Si en lugar de obsesionarme con la herramienta que conocía hubiera investigado un poco, me habría dado cuenta que -en este caso- un taladro con percutor era la herramienta acertada.

Esta es la lección:

Madre: No se trata únicamente de saber utilizar la herramienta. Averigua qué otras herramientas pueden ayudarte a reparar lo que deseas.

2.- No por saber reparar tu casa, tienes que hacerlo.


Sí, MadreEnObra. Este aprendizaje también me costó lo suyo.
Cambiar una colilla, reparar un enchufe, realizar una extensión eléctrica, son cosas sencillas. Requieren algo de conocimiento. Pero una vez que lo tienes, es fácil de realizar.

Pintar una casa quizá no requiere de tanto conocimiento.
Pero nunca, repito: nunca sentí que mi casa era tan inmensa como cuando me puse a pintarla.
Nunca le encontré tantos defectos a una pared como cuando pasé enduído.
Ni te cuento el lío que hice. ¡El tiempo que me llevó!
Y el dolor de espalda posterior.

¿La lección?


No se trata que sepas hacer la reparación. Valora si estás con la energía y el tiempo para hacerlo. Piensa qué harán tus hijos mientras tú reparas, porque no siempre tienen edad de quedar solos o de ayudarte.
Creo que hay reparaciones en las que no vale la pena invertir tu tiempo de descanso.
Pero, si aún así decides hacerlo, hazlo en etapas.

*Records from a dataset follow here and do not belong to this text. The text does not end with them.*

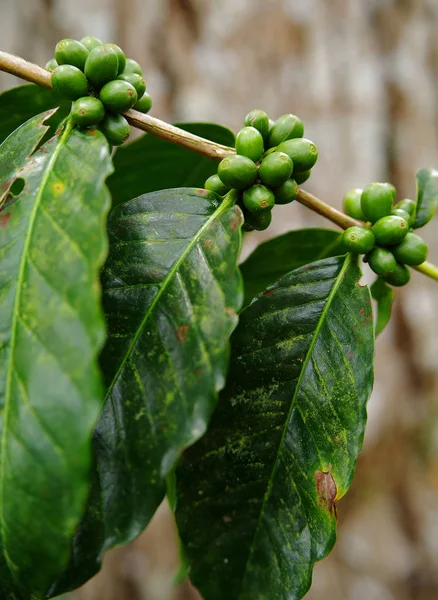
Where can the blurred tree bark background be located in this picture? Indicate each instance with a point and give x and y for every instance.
(364, 78)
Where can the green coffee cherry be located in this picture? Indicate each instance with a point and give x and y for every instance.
(69, 82)
(118, 96)
(87, 111)
(352, 205)
(259, 221)
(120, 56)
(275, 169)
(51, 65)
(400, 276)
(115, 128)
(377, 200)
(411, 251)
(303, 153)
(390, 230)
(259, 120)
(144, 105)
(407, 205)
(249, 143)
(102, 65)
(214, 184)
(381, 261)
(286, 127)
(358, 240)
(258, 198)
(302, 177)
(286, 192)
(71, 52)
(90, 42)
(136, 80)
(237, 172)
(132, 66)
(399, 212)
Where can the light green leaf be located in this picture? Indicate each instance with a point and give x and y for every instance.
(284, 253)
(256, 496)
(52, 247)
(21, 103)
(152, 163)
(427, 196)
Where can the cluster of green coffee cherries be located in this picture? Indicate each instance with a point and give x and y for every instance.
(272, 158)
(101, 82)
(389, 245)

Aunque demores más.


3.- "Te toman el punto porque no sabés nada sobre reparaciones".


La frase me la dijo un amigo cuando vivía la racha de los mil pesos.
Y tenía razón.

Hay una realidad, MadreEnObra: las mujeres tenemos pinta de no saber nada sobre reparaciones. Más aún. La mayoría de las mujeres no sabemos nada
No sabemos:

  • Que existe un alicate que no es el de las uñas.
  • Que para perforar concreto se usan brocas diferentes que las que perforan madera.
  • Que cuando hablan de colilla no se refieren al cigarro que tiene medio caído en la boca. 
  • Que al pinchito se le llama macho y al aujerito se le llama hembra, etc.

En el mundo de las reparaciones conviene demostrar que uno sabe de qué se nos habla.

Recuerda la lección:


Hay que aprender. 
Y cuando te dan presupuestos podrás valorar si el más barato es más barato o simplemente se hizo a medias.

Hay obreros y obreros, MadreEnObra. 


Esto es importante tenerlo presente: la mayoría de los obreros son buenos técnicos y buena gente. No tratarán de engañarte y su asesoramiento será acertado.
Pero no quiere decir que sean esos los obreros que concurren a tu casa.
Lo mejor es asesorarte antes sobre la reparación que quieres hacer.